Cruz: We are accountable to the voters and urgently need to investigate election fraud

U.S. Republican U.S. Senator Ted Cruz (R-Texas) announced on Jan. 2 that he would challenge the electoral vote, detailing on Jan. 3 that Congress should be accountable to voters and the Constitution, and that the purpose of the challenge is to urge Congress to urgently investigate allegations of election fraud.

On the 3rd, Cruz told Fox Business News that there are a large number of allegations of election fraud and irregularities, and that Congress has a responsibility to deal with election issues and a responsibility to protect the integrity of the democratic system.

In particular, he noted that the Trump team has called on courts and state legislatures to overturn election results in key states, and that many American people believe the results of the Nov. 3 election are not credible.

Cruz said the action to challenge the electoral votes is intended to “urge the creation of an emergency election commission to urgently review election results and evaluate allegations of election fraud …… We have 10 days before the presidential inauguration.”

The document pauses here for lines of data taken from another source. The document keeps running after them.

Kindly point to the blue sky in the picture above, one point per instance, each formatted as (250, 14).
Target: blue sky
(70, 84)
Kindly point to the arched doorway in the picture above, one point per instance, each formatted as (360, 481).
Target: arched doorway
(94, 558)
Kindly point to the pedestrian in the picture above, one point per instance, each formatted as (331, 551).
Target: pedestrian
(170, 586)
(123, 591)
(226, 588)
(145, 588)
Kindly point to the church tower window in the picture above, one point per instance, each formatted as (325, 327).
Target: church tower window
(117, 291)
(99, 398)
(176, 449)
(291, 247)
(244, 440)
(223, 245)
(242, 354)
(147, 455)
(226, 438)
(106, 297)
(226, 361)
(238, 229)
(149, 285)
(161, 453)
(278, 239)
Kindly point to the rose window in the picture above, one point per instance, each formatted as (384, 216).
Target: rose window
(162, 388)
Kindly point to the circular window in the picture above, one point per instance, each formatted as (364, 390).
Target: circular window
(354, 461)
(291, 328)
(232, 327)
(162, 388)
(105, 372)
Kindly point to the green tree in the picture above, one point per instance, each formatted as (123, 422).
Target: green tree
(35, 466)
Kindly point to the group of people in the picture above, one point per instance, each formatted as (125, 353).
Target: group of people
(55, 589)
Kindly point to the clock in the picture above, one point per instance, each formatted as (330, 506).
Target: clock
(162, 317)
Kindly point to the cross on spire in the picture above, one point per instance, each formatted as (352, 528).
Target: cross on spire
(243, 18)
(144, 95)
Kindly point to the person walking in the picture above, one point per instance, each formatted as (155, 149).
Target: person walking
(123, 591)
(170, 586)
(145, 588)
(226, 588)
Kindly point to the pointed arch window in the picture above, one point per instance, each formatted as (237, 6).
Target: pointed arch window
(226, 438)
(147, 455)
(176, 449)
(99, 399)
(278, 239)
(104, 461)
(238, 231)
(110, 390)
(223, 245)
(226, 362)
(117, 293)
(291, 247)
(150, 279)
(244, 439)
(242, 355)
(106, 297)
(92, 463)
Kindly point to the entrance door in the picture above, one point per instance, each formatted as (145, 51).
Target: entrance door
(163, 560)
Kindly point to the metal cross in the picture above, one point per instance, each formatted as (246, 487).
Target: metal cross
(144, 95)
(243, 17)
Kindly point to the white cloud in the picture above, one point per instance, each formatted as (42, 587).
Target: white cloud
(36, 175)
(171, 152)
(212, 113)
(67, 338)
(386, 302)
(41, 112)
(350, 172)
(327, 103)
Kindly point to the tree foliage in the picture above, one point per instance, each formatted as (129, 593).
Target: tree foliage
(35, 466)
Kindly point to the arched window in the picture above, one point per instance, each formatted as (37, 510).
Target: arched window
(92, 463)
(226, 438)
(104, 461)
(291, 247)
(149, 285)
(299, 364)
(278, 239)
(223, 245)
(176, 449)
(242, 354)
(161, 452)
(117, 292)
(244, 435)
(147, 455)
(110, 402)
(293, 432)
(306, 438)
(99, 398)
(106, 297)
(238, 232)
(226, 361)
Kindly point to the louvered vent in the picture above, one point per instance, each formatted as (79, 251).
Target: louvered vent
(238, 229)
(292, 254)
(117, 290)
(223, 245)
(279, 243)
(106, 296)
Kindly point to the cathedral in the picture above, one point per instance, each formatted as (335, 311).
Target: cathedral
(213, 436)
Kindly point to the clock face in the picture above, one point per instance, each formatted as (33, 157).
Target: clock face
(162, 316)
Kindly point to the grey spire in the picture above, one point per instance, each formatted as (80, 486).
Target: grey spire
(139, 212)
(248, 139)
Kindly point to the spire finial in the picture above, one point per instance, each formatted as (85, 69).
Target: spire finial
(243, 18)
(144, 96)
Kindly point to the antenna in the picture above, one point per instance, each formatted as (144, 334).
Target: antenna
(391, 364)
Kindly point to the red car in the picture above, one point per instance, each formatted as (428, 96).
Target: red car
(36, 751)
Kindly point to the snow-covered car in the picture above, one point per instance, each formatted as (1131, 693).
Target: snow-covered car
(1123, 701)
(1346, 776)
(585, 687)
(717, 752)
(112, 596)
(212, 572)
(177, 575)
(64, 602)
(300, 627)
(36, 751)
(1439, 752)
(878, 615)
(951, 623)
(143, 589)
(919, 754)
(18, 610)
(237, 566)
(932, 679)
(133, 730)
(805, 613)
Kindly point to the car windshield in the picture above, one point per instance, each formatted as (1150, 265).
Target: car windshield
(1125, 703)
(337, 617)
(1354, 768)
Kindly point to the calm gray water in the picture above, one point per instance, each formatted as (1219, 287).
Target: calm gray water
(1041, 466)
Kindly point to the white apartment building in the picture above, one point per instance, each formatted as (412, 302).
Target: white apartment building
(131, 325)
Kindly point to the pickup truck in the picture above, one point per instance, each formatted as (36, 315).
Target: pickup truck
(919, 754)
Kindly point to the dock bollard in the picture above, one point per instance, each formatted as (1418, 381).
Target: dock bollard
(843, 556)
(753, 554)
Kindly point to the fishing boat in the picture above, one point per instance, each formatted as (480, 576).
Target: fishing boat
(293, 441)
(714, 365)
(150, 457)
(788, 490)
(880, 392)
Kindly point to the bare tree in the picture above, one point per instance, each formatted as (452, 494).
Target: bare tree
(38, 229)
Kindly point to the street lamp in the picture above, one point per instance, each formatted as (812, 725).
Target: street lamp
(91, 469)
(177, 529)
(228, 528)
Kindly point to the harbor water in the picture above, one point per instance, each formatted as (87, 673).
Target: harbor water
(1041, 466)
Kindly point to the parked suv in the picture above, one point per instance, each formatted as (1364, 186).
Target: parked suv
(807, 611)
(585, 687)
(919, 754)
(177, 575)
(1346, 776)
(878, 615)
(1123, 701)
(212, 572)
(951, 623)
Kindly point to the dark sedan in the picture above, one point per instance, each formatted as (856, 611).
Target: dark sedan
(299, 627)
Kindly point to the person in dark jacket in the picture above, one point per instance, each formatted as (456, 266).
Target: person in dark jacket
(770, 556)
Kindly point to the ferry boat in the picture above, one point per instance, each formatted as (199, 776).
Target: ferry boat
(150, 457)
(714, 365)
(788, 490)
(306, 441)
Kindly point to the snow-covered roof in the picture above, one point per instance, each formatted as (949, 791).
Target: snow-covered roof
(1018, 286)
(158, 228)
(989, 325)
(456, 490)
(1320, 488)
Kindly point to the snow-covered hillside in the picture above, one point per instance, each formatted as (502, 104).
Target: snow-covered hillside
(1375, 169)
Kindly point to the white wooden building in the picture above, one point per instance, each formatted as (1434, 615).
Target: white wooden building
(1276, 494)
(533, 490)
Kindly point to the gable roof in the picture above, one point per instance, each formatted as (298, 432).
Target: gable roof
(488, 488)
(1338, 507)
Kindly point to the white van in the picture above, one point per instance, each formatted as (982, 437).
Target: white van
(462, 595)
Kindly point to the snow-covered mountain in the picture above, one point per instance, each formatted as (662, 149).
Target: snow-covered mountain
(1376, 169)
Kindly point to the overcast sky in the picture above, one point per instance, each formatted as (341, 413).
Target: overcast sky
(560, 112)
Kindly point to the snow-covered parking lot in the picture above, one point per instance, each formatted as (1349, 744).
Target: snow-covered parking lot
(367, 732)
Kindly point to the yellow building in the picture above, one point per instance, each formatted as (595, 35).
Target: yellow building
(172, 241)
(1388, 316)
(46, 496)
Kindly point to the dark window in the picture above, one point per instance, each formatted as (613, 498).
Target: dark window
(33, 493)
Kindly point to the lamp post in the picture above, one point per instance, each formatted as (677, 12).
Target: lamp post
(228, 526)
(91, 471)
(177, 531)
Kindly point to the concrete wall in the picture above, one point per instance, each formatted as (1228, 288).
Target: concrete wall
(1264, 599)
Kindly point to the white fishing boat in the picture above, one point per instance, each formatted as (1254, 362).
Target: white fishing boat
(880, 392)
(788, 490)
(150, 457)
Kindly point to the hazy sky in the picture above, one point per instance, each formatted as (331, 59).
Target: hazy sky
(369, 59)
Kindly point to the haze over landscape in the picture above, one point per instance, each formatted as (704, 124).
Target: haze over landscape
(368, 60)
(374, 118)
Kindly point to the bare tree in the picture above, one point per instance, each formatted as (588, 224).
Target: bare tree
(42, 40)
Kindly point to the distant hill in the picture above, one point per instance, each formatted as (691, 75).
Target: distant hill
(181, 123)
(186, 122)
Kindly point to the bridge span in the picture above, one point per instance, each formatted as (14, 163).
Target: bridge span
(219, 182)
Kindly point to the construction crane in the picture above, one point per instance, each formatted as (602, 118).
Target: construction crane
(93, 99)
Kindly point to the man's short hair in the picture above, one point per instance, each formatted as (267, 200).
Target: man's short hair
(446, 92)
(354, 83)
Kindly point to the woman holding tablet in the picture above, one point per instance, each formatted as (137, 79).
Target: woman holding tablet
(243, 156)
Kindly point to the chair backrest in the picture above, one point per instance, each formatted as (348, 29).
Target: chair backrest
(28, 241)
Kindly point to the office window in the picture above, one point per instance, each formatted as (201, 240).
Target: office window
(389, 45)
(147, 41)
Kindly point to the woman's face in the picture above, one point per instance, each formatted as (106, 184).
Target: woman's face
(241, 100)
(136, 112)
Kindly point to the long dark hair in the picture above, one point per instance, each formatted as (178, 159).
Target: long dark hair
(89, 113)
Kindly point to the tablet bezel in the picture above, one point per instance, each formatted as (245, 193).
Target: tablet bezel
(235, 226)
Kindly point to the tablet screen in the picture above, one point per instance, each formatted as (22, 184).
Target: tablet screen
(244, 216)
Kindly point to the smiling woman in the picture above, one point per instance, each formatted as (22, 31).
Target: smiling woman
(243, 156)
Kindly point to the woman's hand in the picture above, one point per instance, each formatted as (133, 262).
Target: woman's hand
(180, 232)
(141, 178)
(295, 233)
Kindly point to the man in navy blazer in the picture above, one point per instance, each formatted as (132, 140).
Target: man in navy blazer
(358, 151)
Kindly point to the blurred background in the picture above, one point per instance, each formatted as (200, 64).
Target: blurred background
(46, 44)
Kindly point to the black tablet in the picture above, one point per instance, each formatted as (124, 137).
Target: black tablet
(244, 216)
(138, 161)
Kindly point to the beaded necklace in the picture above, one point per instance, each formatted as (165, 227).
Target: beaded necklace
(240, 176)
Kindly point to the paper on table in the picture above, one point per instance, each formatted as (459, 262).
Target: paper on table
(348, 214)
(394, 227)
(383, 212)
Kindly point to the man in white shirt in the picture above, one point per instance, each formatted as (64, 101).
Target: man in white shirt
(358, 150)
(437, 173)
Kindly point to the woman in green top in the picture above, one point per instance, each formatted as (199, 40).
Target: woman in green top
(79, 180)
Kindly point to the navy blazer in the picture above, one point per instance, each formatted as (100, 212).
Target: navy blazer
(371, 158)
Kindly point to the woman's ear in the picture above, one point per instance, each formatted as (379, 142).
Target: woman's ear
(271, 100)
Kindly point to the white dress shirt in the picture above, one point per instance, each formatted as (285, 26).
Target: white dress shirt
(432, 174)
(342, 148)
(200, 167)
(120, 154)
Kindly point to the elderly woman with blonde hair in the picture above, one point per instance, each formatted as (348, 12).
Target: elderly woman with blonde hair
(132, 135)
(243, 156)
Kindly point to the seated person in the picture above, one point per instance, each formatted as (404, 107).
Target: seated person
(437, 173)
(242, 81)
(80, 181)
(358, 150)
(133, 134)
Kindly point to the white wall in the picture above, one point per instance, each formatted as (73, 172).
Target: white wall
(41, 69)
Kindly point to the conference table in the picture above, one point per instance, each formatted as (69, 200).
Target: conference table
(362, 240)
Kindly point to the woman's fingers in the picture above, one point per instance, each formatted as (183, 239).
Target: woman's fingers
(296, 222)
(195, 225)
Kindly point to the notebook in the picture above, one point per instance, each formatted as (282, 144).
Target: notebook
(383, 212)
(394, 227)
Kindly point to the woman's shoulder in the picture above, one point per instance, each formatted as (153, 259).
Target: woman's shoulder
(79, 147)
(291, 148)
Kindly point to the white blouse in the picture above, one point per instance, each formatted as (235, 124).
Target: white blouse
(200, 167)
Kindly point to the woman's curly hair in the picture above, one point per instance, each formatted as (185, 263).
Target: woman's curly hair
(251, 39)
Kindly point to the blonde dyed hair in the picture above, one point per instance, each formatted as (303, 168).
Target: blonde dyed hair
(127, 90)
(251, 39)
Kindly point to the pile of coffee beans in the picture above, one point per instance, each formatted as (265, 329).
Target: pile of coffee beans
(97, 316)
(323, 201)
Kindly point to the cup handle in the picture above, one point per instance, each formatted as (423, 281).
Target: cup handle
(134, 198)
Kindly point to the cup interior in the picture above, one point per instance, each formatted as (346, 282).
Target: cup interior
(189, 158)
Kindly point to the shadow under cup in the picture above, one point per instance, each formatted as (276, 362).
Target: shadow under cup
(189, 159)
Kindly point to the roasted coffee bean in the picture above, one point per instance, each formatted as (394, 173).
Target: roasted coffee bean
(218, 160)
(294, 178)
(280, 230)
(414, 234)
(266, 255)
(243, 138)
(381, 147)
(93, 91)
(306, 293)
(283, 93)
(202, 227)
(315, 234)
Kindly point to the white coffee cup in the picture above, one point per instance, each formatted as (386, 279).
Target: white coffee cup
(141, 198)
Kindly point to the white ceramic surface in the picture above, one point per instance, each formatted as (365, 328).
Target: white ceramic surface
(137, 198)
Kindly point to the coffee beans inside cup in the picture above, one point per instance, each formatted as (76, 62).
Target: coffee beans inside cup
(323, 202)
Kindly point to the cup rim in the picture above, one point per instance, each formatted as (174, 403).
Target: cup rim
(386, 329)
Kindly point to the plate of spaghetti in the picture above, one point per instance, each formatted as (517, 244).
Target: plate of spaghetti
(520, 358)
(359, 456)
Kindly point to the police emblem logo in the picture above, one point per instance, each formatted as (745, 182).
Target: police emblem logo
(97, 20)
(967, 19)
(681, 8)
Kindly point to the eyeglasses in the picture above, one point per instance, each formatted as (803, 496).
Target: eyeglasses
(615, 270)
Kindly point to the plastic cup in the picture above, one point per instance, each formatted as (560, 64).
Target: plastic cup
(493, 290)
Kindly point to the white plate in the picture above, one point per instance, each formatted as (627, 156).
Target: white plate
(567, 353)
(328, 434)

“We should be accountable to the voters, we should be accountable to the Constitution to make sure that this election is legitimate.” He said.

Cruz and 11 other Republican senators announced Jan. 2 that they would join dozens of Republican House members in challenging the electoral votes on Jan. 6. The decision comes after Republican Sen. Josh Hawley (R-Texas) made it Dec. 30, becoming the first in the Senate.

If the House and Senate each have at least one member who jointly opposes a state’s electoral votes on Jan. 6, the joint session will be suspended for a two-hour debate on that state. Then the House and Senate vote, if the majority of both houses are in favor of the opposition, the state’s electoral votes are null and void. But some legal experts have previously speculated that Vice President Mike Pence, as Senate president, could reject the electoral votes.

Mo Brooks, the first congressman to propose a plan to challenge the electoral vote, told the Epoch Times in November that Congress has the constitutional authority to decide whether to accept or reject a state’s electoral votes.

About 50 federal House members have already decided to follow Brooks’ lead and file objections to the electoral votes on Jan. 6.

But the top Senate is opposed to the challenge plan, including Senate Republican Leader Mitch McConnell (Mitch McConnell), Senate Republican Whip John Thune (John Thune) and Senate Regulations Committee Chairman Roy Blunt (Roy Blunt), among others.

Democratic members of Congress, for their part, have criticized the challenge plan as tantamount to sedition or treason. But under the U.S. Constitution, objections to state electoral votes can be raised during a joint session of Congress, and Democratic lawmakers have launched similar challenges before, such as the 2004 election between Democratic candidate John Kerry and former President George W. Bush.

Republican Senators Mitt Romney (Mitt Romney), Lisa Murkowski (Lisa Murkowski) and Pat Toomey (Pat Toomey) said on Jan. 2 that they would vote against the challenge plan.